US Catholics angry at contraception rule
US Catholics have strongly criticised a White House rule that would make Church-linked schools and hospitals give employees access to birth control.
Catholic League head Bill Donohue said it would be fought with lawsuits and "maybe even in the streets".
Under President Barack Obama's healthcare reform, employers must offer insurance that includes contraceptives.
A senior White House adviser said the president wanted to find a solution and was not targeting any religion.
"I'm less concerned about the messaging of this than finding a resolution that makes sense," White House adviser David Axelrod said.
"I think we need to lower our voices and get together."
The regulation - issued by Health Secretary Kathleen Sebelius as part of the new health care law - goes into effect more than a year from now.
Churches were given a waiver under the new law, but institutions like Catholic universities and hospitals are not exempt.'Coercion'
Key Catholic bishops have added their voices to the chorus of disapproval.
"Coercing religious ministries and citizens to pay directly for actions that violate their teaching is an unprecedented incursion into freedom of conscience," Archbishop Timothy Dolan of New York wrote in an editorial for the Wall Street Journal.
Dr Dolan was joined by bishops in Connecticut and Massachusetts in arguing that the rule infringed on Catholic religious belief by forcing institutions to pay for contraceptive drugs.
The US Conference of Catholic Bishops has asked Catholics to protest against the rule by writing to their members of Congress.
Letters from the leadership condemning the policy were reportedly read in churches across the US during services on 29 January.
Former Massachusetts Governor Mitt Romney, who is running for the Republican nomination for president, has also come out publicly against the policy.
On the stump in Colorado, ahead of caucuses there on Tuesday, he described the policy as a "violation of conscience". Earlier, he urged his followers on Twitter to add their names to a petition against the rule.

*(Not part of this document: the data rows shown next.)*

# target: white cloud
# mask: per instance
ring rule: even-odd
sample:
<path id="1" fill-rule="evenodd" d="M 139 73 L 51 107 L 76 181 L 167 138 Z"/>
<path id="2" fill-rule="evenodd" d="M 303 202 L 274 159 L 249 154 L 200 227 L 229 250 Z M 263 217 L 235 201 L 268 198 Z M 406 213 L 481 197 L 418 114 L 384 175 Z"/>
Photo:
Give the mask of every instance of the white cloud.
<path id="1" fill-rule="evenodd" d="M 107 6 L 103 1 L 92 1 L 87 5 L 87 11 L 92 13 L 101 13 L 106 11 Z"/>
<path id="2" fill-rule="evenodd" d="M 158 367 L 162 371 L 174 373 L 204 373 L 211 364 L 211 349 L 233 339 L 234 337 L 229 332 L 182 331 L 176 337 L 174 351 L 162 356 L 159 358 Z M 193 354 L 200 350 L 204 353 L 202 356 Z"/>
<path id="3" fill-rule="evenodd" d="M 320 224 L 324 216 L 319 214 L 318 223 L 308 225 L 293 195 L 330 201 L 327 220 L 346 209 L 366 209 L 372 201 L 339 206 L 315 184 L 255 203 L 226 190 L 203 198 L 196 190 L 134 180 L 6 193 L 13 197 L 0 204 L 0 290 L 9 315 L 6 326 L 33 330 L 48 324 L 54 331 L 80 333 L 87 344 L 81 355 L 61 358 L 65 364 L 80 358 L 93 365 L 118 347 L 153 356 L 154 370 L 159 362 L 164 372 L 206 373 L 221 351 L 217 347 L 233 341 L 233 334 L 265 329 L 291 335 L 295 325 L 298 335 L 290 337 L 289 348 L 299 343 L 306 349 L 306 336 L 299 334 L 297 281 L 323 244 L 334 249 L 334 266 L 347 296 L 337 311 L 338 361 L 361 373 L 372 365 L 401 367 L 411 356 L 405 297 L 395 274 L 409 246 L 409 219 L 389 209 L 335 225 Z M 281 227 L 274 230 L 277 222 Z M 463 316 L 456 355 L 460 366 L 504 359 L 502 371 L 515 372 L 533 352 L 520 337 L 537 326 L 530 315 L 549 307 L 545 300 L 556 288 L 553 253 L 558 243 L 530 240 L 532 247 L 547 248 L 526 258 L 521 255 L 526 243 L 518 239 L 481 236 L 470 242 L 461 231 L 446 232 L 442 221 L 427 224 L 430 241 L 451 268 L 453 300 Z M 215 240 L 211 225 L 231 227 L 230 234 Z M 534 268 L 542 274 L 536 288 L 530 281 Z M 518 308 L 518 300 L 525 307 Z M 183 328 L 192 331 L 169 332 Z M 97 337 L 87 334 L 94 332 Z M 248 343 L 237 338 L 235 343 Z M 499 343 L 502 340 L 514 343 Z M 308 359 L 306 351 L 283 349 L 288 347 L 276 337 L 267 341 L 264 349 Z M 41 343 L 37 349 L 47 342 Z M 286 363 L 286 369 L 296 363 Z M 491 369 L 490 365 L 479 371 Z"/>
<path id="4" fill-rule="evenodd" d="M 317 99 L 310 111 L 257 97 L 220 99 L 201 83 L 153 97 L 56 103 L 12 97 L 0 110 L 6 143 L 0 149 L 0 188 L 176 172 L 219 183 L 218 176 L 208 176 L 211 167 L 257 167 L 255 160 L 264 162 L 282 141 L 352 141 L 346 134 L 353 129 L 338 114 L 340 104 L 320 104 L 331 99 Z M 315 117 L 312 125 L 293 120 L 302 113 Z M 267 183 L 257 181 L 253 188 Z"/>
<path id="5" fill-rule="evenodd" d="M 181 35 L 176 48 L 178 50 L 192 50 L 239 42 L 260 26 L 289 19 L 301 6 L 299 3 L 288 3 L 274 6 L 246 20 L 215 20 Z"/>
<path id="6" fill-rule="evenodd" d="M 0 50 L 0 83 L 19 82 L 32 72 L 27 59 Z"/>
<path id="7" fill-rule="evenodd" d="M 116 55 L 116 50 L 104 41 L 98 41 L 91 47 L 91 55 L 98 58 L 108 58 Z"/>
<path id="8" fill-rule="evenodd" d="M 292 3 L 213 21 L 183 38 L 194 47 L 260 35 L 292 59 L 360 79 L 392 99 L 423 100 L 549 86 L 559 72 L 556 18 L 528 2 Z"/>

"The Obama administration is at it again," Mr Romney wrote in the introduction to the petition. "They are now using Obamacare to impose a secular vision on Americans who believe that they should not have their religious freedom taken away."
The rule does not affect existing conscience clauses for doctors.
The US health secretary, who announced the decision last month, defended it in an editorial in USA Today on Sunday.
"This is not an easy issue," Ms Sebelius wrote, adding: "We are working to strike the right balance between respecting religious beliefs and increasing women's access to critical preventive health services."
When asked about the new rule, White House Press Secretary Jay Carney told reporters on Monday that "those institutions where women of all faiths, many faiths work need to have the same kind of coverage that all other American women have".
A recent poll suggested that 52% of American Catholics believe religiously affiliated colleges and hospitals should have to provide coverage that includes contraception.